The rough voice above sounded like it should belong to a mother, and as hands slipped beneath Ruby's armpits and pulled her up, the girl began to sob.

The woman who'd opened the door, who'd snapped at her and then begun swearing at her, began to soothe, to encourage, as with an arm around Ruby's waist she helped the teen hobble out of the bathroom and toward the bed. Ruby was crying too hard to notice where exactly she'd been seated.

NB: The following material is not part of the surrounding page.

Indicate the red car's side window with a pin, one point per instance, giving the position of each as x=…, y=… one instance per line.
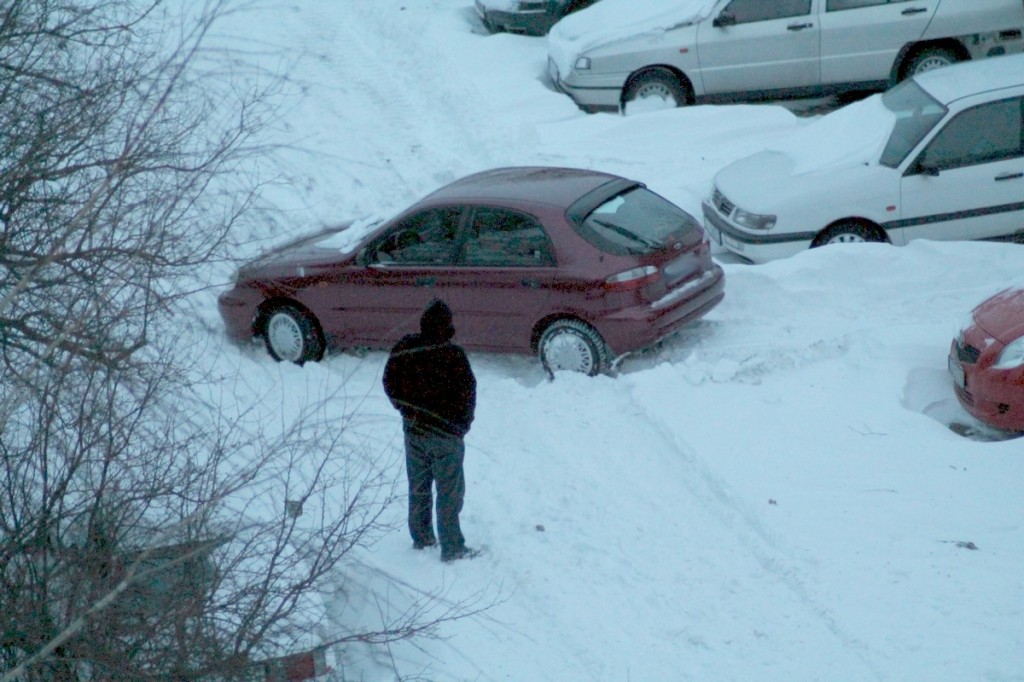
x=427, y=238
x=500, y=238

"All right then, baby, all right. Let it out. Let it all out." The woman rubbed Ruby's back, rocked her side to side a little. "You just get rid of whatever's in you, and then we can talk about it."

Ruby indulged herself, not least of all because she literally couldn't stop, now that she'd started. She cried and cried, no concern about her abject appearance, no feelings of shame, just release. Who the woman next to her was, she didn't know. And what exactly she'd walked into didn't matter either. The last twelve hours were a blur of anger and disbelief. Damien had tried to kill her. Fucking kill her! He'd put his hands around her throat, and oh, how beautiful his fingers against her skin had been. Even as the pressure had mounted, as she'd lost her breath, as her throat had constricted, Ruby had noticed a terrible and confusing sensation, aching up from between her legs into her core, and all of everything had built up, mounted within, promised some rapturous release, but then he'd let her go. She'd fallen, the trembling stirring dissipating. It'd almost been more satisfying than what he'd done to her in the motel, and yet she sensed the abnormality of her feelings, how wrong it was to think anything positive about his actions.

He'd left her, and even now she had no idea what to do. How could he have gone? How could he have just abandoned her, after everything? She'd waited for him, and she'd told him as much, but he hadn't cared. Nothing she'd said had mattered to him. Instead, he'd seen her as disposable.